71 pointsby reqo9 months ago2 comments
  • Centigonal9 months ago
    There's something that tickles me about this paper's title. The thought that everyone should know these three things. The idea of going to my neighbor who's a retired K-12 teacher and telling her about how adding MLP-based patch pre-processing layers improves Bert-like self-supervised training based on patch masking.
    • woopwoop9 months ago
      Clickbait titles are something of a tradition in this field by now. Some important paper titles include "One weird trick for parallelizing convolutional neural networks", "Attention is all you need", and "A picture is worth 16x16 words". Personally I still find it kind of irritating, but to each their own I guess.
      • minimaxir9 months ago
        Only the first one is clickbait in the style of blogs that incentivize you to click on the headline (i.e. the information gap), the last two are just fun puns.
        • janalsncm9 months ago
          Honestly I took the first one as making fun of that trope. Usually the “one weird trick to” ends in some tabloid-style thing like lose 15 pounds or find out if your husband is loyal. So “parallizing CNNs” is a joke, as if that’s something you’d see in a checkout isle.
        • woopwoop9 months ago
          In what sense is "Attention is all you need" a pun?
          • minimaxir9 months ago
            It's a reference to the lyric "love is all you need" from the song "All You Need Is Love" by the Beatles, and it uses a faux-synonym with a different meaning.
      • adultSwim9 months ago
        "Attention is all you need" is an outlier. They backed up their bold claim with breakthrough results.

        For modest incremental improvements, I greatly prefer boring technical titles. Not everything needs to a stochastic parrot. We see this dynamic with building luxury condos. On any individual project, making that pick will help juice profit. When the whole city follows that , it leads to a less desirable outcome.

      • 9 months ago
        undefined
      • throwaway_x0319 months ago
        "Time and Space Are Not What You Think — Introducing the Special Theory of Relativity"
    • pixl979 months ago
      Hey, when the AI powered T-rex is chasing you down you'll wish you paid attention that the vision transformers perception is based on movement!

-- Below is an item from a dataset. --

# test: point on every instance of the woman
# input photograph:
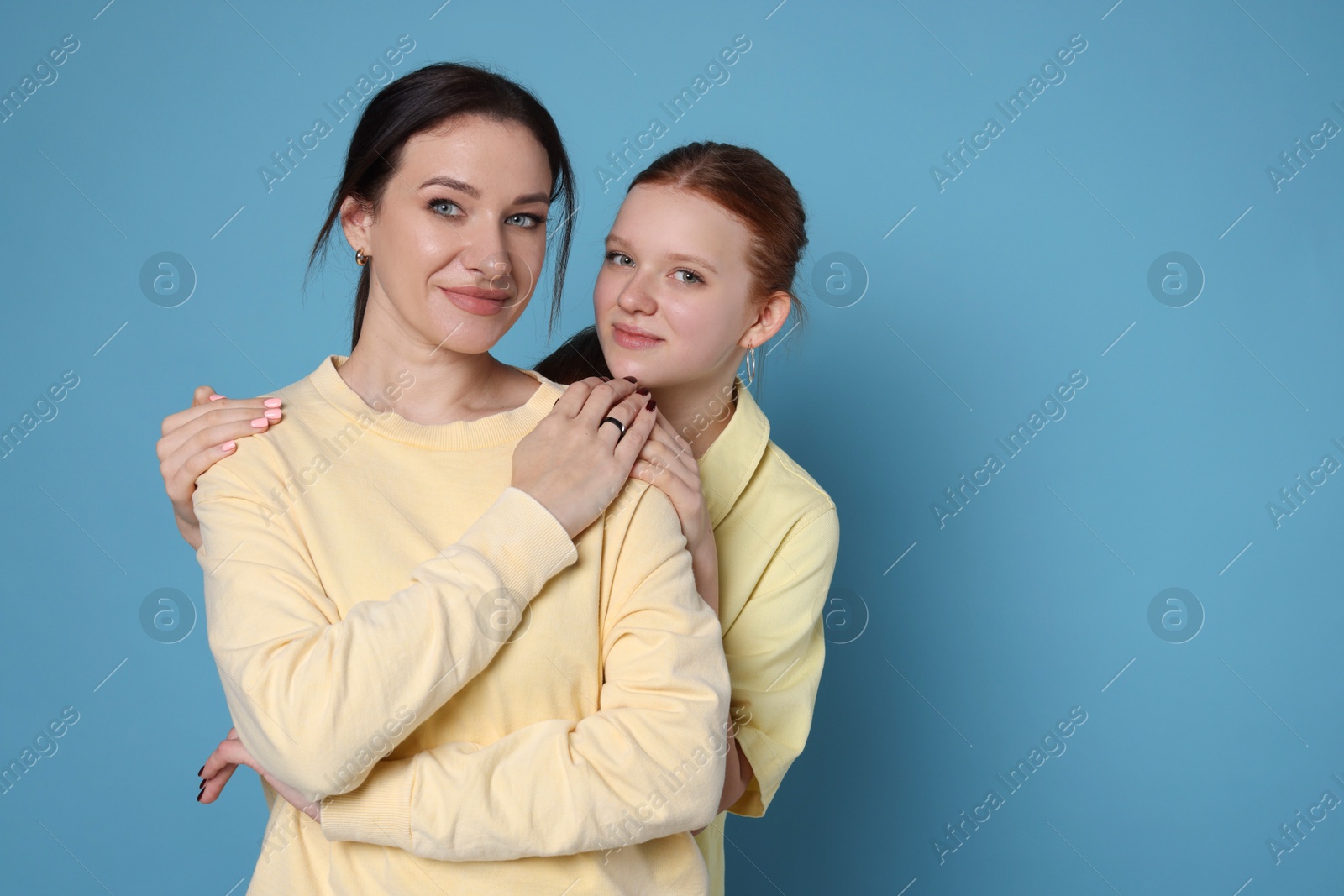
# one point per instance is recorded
(682, 327)
(440, 578)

      Had to throw some Jurassic Park humor in here.

    • guerrilla9 months ago
      Yeah, I guess today was the day that I learned I am not part of "everyone". I feel so left out now.
  • i5heu9 months ago
    I put this paper into 4o so i can check if it is relevant, so that you do not have to do this too here are the bullet points:

    - Vision Transformers can be parallelized to reduce latency and improve optimization without sacrificing accuracy.

    - Fine-tuning only the attention layers is often sufficient for adapting ViTs to new tasks or resolutions, saving compute and memory.

    - Using MLP-based patch preprocessing improves performance in masked self-supervised learning by preserving patch independence.

    • Jamesoncrate9 months ago
      just read the abstract
      • jmugan9 months ago
        You would think. I don't know about this paper in particular, but I'm continually surprised about how much more I get out of LLM summaries of papers than the abstracts of papers written by the authors.
        • mananaysiempre9 months ago
          Paper abstracts are not optimized by drive-by readers like you and me. They are optimized for active researchers in the field reading their daily arXiv digest that lists all the new papers across the categories they work in, and needing to take the read/don't-read decision for each entry there as efficiently as possible.

          If you’ve already decided you’re interested in the paper, then the Introduction and/or Conclusion sections are what you’re looking for.

          • andai9 months ago
            Wouldn't a more comprehensive, digestible bullet point summary be even more helpful to actual researchers choosing which papers to read?
        • tough9 months ago
          This would be an interesting metric to track, how different an abstract generated from LLM giving it the paper as source, vs the actual abstract is, and if it has any correlation whatsoever with the overall quality of the paper or not
        • kridsdale39 months ago
          Same. I don't think GP deserves the downvotes.